Awards and recognition.  With your help, Huntington continued to be recognized by quality organizations as a leader in providing safe and effective care to our patients.  The national LeapFrog Group assigned the hospital an "A" rating for patient safety.  US News ranked Huntington in the top 10% of centers in the state. The AHA and American Stroke Association conferred "Gold Plus" recognition for quality of care for patients with stroke and cerebrovascular disease.  Other designations include Center of Excellence designation for Minimally-invasive gynecological surgery, breast surgery and Bariatrics, and the Joint Commission's Disease Specific Certification "Gold Seal" for Hip and Knee replacement and Advanced Palliative Care.
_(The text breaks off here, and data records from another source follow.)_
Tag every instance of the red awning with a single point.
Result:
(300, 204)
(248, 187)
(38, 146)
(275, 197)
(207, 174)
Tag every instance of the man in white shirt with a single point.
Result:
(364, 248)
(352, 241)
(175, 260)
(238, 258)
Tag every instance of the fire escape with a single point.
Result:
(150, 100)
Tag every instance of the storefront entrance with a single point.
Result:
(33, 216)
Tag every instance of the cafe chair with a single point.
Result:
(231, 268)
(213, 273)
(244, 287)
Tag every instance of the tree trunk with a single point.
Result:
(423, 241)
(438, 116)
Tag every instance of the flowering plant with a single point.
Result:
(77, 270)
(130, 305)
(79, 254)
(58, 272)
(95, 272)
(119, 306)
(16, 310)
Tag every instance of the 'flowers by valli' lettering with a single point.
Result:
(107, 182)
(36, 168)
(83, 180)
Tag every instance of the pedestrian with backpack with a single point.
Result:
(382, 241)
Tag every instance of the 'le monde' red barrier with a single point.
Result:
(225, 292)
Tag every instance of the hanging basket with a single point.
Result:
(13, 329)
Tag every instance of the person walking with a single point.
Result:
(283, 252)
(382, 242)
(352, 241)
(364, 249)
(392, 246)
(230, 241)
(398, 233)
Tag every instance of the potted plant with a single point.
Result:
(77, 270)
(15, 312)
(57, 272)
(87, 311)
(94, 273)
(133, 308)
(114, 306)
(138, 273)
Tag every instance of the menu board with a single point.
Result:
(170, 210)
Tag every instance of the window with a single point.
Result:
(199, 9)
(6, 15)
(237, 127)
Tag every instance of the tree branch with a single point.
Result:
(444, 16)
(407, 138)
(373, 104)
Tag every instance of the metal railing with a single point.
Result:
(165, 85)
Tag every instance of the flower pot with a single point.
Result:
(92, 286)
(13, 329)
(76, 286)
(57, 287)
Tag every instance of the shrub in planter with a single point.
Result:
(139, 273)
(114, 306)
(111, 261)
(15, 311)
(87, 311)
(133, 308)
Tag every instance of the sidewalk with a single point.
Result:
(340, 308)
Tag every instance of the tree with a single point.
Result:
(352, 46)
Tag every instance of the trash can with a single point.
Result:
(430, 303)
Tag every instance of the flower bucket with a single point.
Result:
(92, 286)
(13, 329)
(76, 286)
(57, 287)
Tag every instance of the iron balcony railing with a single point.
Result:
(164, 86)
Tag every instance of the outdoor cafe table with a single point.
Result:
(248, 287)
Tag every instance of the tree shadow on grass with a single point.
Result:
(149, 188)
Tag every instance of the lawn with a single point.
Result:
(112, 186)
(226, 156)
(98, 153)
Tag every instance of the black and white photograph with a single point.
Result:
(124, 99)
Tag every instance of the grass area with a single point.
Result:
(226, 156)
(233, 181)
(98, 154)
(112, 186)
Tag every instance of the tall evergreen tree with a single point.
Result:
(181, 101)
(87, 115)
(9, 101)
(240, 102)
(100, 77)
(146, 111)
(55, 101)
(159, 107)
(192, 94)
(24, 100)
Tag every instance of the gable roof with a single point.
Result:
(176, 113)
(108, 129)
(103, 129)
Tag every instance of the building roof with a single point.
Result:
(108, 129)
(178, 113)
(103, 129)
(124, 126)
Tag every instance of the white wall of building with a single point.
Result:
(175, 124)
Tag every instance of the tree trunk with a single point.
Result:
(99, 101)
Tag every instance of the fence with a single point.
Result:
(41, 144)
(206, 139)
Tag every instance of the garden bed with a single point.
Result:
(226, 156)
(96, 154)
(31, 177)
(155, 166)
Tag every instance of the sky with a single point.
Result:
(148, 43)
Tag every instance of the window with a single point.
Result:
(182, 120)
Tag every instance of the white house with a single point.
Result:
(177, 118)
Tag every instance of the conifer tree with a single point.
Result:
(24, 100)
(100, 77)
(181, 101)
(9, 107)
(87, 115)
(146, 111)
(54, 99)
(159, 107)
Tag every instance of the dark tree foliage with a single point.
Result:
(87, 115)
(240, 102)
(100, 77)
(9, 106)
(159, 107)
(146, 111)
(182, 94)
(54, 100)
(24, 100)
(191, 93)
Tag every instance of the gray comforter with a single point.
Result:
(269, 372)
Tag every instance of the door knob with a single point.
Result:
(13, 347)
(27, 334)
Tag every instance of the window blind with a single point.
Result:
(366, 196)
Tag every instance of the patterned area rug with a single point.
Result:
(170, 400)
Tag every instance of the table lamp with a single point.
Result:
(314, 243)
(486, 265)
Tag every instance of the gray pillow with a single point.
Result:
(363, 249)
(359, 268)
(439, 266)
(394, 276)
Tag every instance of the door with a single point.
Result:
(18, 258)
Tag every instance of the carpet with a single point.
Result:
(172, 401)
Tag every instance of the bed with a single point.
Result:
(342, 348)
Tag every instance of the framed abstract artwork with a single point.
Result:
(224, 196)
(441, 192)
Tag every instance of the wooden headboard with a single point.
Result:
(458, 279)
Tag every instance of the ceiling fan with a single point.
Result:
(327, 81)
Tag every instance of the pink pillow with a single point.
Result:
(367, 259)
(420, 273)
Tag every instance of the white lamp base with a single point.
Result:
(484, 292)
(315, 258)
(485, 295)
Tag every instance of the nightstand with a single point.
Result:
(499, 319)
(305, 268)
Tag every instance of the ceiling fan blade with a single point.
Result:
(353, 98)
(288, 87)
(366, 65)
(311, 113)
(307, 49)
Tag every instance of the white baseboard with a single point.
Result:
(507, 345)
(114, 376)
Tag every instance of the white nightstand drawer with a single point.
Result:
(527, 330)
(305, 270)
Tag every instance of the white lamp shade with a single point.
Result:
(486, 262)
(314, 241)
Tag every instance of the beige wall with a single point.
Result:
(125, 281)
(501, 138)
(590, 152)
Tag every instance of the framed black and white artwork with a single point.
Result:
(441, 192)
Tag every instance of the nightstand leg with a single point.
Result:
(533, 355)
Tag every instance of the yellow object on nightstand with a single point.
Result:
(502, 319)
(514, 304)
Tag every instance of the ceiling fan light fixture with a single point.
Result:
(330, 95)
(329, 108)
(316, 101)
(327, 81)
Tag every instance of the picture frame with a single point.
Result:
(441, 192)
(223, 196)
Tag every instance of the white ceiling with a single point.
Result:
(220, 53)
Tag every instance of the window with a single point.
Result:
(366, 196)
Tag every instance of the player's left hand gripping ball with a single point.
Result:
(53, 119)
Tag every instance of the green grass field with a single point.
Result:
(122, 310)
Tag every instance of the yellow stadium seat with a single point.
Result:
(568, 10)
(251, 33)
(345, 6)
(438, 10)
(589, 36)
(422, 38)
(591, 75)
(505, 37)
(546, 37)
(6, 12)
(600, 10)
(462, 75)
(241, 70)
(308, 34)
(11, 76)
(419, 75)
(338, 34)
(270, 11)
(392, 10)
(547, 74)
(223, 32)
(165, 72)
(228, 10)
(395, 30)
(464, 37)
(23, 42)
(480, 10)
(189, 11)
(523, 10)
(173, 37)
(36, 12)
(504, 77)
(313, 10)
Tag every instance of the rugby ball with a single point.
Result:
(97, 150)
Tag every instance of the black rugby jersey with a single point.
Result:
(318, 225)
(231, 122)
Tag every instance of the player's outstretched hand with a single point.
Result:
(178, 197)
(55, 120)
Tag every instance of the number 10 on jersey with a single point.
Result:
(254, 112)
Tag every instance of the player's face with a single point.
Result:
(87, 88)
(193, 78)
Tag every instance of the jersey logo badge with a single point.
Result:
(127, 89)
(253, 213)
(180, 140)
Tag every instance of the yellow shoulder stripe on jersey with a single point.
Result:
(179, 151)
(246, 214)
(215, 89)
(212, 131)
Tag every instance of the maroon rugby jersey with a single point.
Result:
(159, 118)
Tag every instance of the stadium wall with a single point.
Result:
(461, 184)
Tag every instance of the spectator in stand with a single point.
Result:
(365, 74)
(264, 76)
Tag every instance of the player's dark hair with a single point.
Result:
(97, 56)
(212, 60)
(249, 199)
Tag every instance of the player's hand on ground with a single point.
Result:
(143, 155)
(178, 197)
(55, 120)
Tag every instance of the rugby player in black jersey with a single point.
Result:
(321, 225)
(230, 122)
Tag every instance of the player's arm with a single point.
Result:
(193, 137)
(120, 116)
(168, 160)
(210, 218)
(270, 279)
End of Life Care.  There is no aspect of medical care that requires more professionalism, skill or wisdom than decision-making at the end of life. Improvement efforts are underway, with your help, locally and System-wide.  At Huntington, we revitalized our Bioethics Committee this year, committing to a three part agenda of education, consultation and systematic policy review. Some of you are also involved with the NSLIJ Advanced Illness Collaborative project, which seeks to improve our collective ability to engage patients and families compassionately and effectively in thinking about how we die.  Based partly on the ACP "Conversation Project," the Collaborative aims to improve the quality of dialogue between caregivers and families about end-of-life options, acknowledging that supporting autonomy, promoting the patient's best interest and avoiding harm are important but sometimes conflictual aims and values. 

It remains a great source of honor and personal satisfaction for me to serve the Huntington Hospital medical staff.   I thank you for your efforts on behalf of patients, for your devotion, your intelligence and your forbearance, and I look forward to what we can achieve together in 2016.